Ultra-low mortgage rates and a need for more space to work from home have driven robust home purchase demand over the past year and a half. Prices have risen sharply in almost every corner of the United States

“It feels like it would be a tough time losing money on buying and selling homes,” said Benjamin Keys, a professor of real estate at Wharton School at the University of Pennsylvania. “This is a time frame where prices have risen sharply in many places.”

In recent months, soaring prices have forced some buyers out, and the market has shown signs of cooling, as many economists expected. The average selling price of existing homes rose 13.3% in September from a year earlier – still exceptionally robust, though falling from 23.6% year-on-year price growth in May, according to the National Association of Realtors.

Even this gradual slowdown in price growth upset Zillow’s algorithm, which led the company to pull the plug on the company.

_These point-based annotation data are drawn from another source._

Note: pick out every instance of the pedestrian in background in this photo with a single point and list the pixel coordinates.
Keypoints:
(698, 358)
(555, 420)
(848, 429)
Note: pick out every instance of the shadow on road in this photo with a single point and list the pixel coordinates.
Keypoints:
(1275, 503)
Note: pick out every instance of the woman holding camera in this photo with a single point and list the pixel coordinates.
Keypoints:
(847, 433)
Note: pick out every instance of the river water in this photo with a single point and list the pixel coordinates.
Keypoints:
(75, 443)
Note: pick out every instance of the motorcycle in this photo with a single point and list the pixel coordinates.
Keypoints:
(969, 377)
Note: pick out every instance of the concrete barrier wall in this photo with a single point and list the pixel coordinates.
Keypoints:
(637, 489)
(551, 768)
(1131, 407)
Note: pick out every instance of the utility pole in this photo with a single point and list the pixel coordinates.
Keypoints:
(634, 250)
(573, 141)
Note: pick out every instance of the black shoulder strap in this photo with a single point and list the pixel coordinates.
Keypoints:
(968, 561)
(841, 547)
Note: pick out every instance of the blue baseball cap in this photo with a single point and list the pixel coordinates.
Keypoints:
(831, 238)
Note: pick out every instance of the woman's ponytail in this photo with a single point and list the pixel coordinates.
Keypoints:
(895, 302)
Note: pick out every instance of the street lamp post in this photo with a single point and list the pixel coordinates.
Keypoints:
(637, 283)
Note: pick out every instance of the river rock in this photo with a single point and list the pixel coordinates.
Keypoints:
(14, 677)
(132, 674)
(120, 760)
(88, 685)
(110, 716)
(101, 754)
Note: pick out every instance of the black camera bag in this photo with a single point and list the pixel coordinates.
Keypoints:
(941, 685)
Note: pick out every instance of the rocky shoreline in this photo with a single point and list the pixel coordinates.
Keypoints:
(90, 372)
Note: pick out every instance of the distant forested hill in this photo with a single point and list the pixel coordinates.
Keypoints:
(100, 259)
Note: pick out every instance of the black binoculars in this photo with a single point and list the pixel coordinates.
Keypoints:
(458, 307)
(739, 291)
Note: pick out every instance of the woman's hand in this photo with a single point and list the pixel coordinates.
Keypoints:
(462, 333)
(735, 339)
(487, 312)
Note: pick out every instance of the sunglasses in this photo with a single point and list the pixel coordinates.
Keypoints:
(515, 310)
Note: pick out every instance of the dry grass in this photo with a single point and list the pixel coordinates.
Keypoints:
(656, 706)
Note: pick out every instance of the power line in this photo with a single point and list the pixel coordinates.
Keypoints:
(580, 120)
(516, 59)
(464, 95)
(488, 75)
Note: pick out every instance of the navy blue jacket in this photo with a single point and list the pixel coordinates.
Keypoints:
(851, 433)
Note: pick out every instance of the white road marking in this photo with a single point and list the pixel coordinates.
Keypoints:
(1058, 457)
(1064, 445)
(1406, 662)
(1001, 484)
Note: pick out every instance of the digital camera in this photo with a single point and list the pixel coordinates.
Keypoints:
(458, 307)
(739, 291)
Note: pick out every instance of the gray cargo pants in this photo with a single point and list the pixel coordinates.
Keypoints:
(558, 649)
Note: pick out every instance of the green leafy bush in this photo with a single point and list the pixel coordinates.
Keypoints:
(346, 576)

Zillow’s Class C share price fell 10% on Tuesday, and fell before the company announced after the market closed that it would end up returning home. The shares continued to fall in trading after opening hours.

The move represents a big hit to Zillow’s top line. Home flipping was the company’s largest source of revenue, but it has never made a profit.

A house sign with real estate for sale shows that the home is under contract in Washington, DC. (Photo by SAUL LOEB / AFP via Getty Images)

Zillow, which announced earnings on Tuesday, said its returning company, Zillow Offers, lost $ 381 million in the last quarter, measured by adjusted earnings before interest, taxes, depreciation and amortization. This resulted in a combined adjusted Ebitda loss of $ 169 million across the entire Zillow.

Zillow has a portfolio of approximately 9,800 homes across the United States, which it currently trades to investors. In addition, there are a further 8,200 homes on contract, which it has agreed to buy. The company expects to lose somewhere between 5% and 7% on these homes, the company said.

From the beginning of the summer, competitors like OpenDoor and Offerpad began to withdraw from home buying in one of the largest home-flipping markets, Phoenix, as the red-hot pandemic market began to cool.

But Zillow accelerated, according to an analysis of sales records conducted by real estate technology researcher Mike DelPrete, a fellow at the University of Colorado, Boulder. Zillow also paid significantly more than competitors for each home it bought, buying homes at a price of $ 65,000 above average, according to DelPrete’s analysis.

By October, the company had built 250 Phoenix homes at a median price discount of 6.2% below what it had paid for them. DelPrete called Zillow’s price blunder a catastrophic failure.


A broader look at Zillow’s national performance by analysts at KeyBanc Capital Markets showed that it had listed 66% of homes at prices below what it had paid them, with an average discount of 4.5%.

“The fact that Zillow can’t make it work should not be the last death knell for iBuying,” DelPrete said. “The other companies are making improvements, and Zillow is not. They are still losing a lot of money.”

Zillow said it expects the shutdown of its home-flipping outfit will take several quarters.